Nevertheless, two limits can be listed for this approach  

  • Related object management : how can we describe the link between different concepts, different objects ? Let’s say the link between a lead and a customer? 
  • Change management : people are used to represent their data into silos. Breaking this habit can be hard ! 

Urbanization lead approach

This approach is based on the urbanization guidelines built by data architects to model data.

4 main layers can be described :

  • The business layer dealing with the business process of the organisation 
  • The functional layer which represents the IS from a functional perspective
  • The application layer which represents the various software bricks making up the IS service layer
  • The technical view : the technical elements required to make the application layer work but also allow data exchange. It’s the dictionary of databases, the catalog of processings… 


In this approach, your Use Case is still the key for the granularity required : you can choose to implement all the layers described or some. To get started, the functional and technical layer seems enough to me. With the functional layer we will be able to describe the data from a business point of view.

Zones can be used to describes clusters : 

  • Activities zones : operations, support, steering… This zones can be divided into smaller ones : (descending view) neighborhood, block, data
  • Referential : for stable and transverse data: master data, nomenclature…. They can be used by the different activities zones



I can see two main benefits of this approach : 

  • The data mapping sticks to a functional point of view while highlighting the mains data silos.
  • A easier data mapping and limited change management as we don’t challenge traditional way of modeling data

Thus being said, I think this approach might suffer from this last point. People used to this kind of representation tend to neglect the difficulty of understanding it for newcomers. You can have a good representation from an architect’s point of view but not for business people or governance evangelists. 


The glossary is one of the main entry points to data for many users. That’s why modeling is a crucial stake for your cataloging and governance approach. 

The glossary must be 

  • Easy to understand
  • Comprehensive yet not complex
  • Be sufficiently autonomous from your dictionary so that it can bring more added value to end users. 
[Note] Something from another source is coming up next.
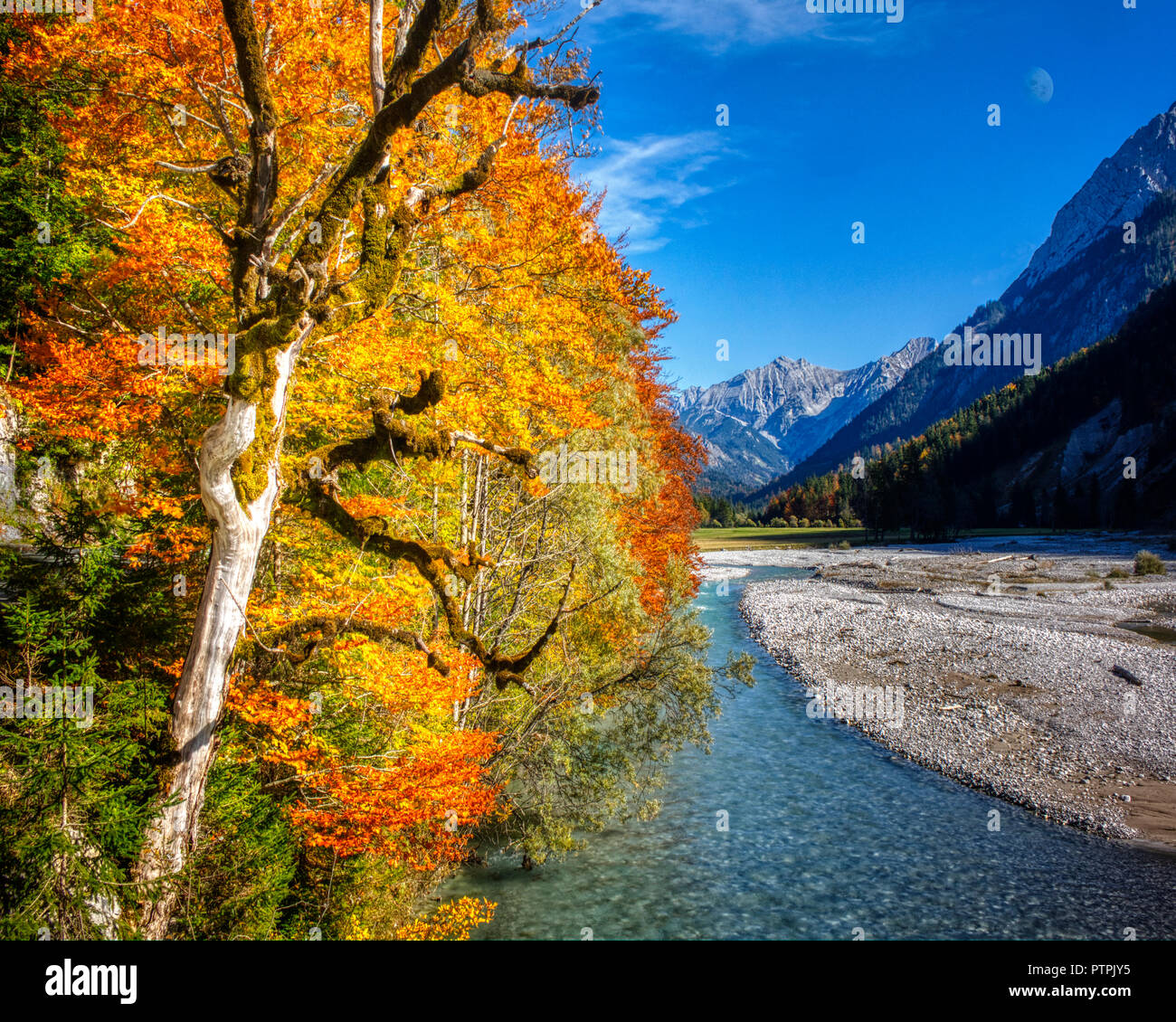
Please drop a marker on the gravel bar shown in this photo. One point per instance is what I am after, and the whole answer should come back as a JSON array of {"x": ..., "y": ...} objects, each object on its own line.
[{"x": 1006, "y": 655}]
Both approaches explained in this article allow a quick appropriation and a fairly accurate understanding by companies. These are two of the main goals of our users when modelling data. Depending on your needs, other elements can be taken into consideration for your modelling, for example :   

  • Maintenance : Is it easy to make this model evolve? 
  • Description : What elements do I need to describe my objects? A simple text description is a good start but it quickly reach its limits: analysis, evolution… without taking into account the limits in terms of information harmonization

Do not underestimate the context of your glossary: as we mentioned at the beginning of this article, the glossary must be linked to its environment, both business and technical. The main risk is to have a purely theoretical vision that cannot meet the needs of the business and cannot support changes. You need to have

  • Internal with other glossary objects so that you can create and manage relations 
  • Transversal links with other objects, outside of the glossary : where the data is implemented, if it’s linked to a business process, used in dashboards… 


To conclude, I have a preference for the Urbanization lead approach: I think it’s more comprehensive and can be integrated in a broader approach: where is the data implemented? how is it transformed? how do we create value from it? 

But it’s this comprehensiveness and the links with enterprise architecture that makes it rigid. and hard to escape from a preconstructed point of view… often the same that leads us to create a glossary… Taking this into account the vertical data approach can be challenging to create and be accepted but can also challenge, for the good, the way you represent your data and interact on it.